Disparition

Jean-Marie De Souza, 47 ans, secrétaire général de l’APEFPI, est décédé ce 29 août 2019 à l’hôpital Bichat. Il avait rejoint notre association en 2018 et avait proposé une série de projets pour améliorer le quotidien des malades atteints de FPI.

C’est à l’âge de 15 ans que Jean-Marie éprouvera les premiers symptômes de la fibrose pulmonaire idiopathique, alors même que cette maladie concerne plutôt des personnes plus âgées, avec souvent des parcours antérieurs de fumeurs. Il vivra cependant avec cette pathologie, épousera Cécile et ils élèveront ensemble deux enfants, âgés à ce jour de 20 et 23 ans. En 2016, à 45 ans, Jean-Marie bénéficiera d’une greffe des deux poumons qui lui apportera une qualité de vie nouvelle, lui ouvrira de nouveaux horizons et lui donnera envie de s’investir dans notre association de patients. Il était le plus jeune malade greffé FPI de l’Hexagone, et oeuvrait, au sein de l’APEFPI, aux côtés de Richard Ferrand (photo ci-dessous), qui est de son côté le plus “vieux” greffé FPI du pays.

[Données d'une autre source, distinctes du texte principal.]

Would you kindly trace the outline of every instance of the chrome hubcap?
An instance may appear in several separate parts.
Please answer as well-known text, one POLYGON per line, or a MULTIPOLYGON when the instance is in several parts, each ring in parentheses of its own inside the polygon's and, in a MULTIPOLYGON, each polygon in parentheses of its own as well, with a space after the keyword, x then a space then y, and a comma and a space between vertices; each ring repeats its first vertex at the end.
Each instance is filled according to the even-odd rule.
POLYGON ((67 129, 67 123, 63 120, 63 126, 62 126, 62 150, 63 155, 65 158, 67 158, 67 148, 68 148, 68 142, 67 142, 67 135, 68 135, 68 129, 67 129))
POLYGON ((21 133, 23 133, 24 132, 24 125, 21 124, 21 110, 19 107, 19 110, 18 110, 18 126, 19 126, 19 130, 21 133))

C’est à Meyzieu, en mai 2018, que Jean-Marie proposera d’intégrer l’équipe de l’APEFPI, lors de son assemblée générale. Il avait des projets plein la tête, en particulier pour améliorer la vie quotidienne des patients FPI, leur accorder aide et soutien financier pour leur permettre de mieux vivre leur parcours de santé compliqué. Il aura ainsi été à l’initiative de ce qu’il nomma un “Pass FPI“, que notre association s’efforcera de mettre en place prochainement. Il a également investi le domaine de l’accompagnement des patients et projetait de devenir un “patient expert” pour soutenir les séances d’éducation thérapeutique des patients sur Bichat ou ailleurs. Bichat était un peu comme sa deuxième maison. Il y a été greffé, était connu des professionnels de santé qui y soignent les patients. Il y aura été soigné jusqu’à son dernier souffle dans la nuit du 29 août, victime d’une embolie pulmonaire et de germes que l’équipe soignante n’est pas parvenue à éliminer. Jusqu’au bout, il aura lutté pour surmonter cette dernière épreuve.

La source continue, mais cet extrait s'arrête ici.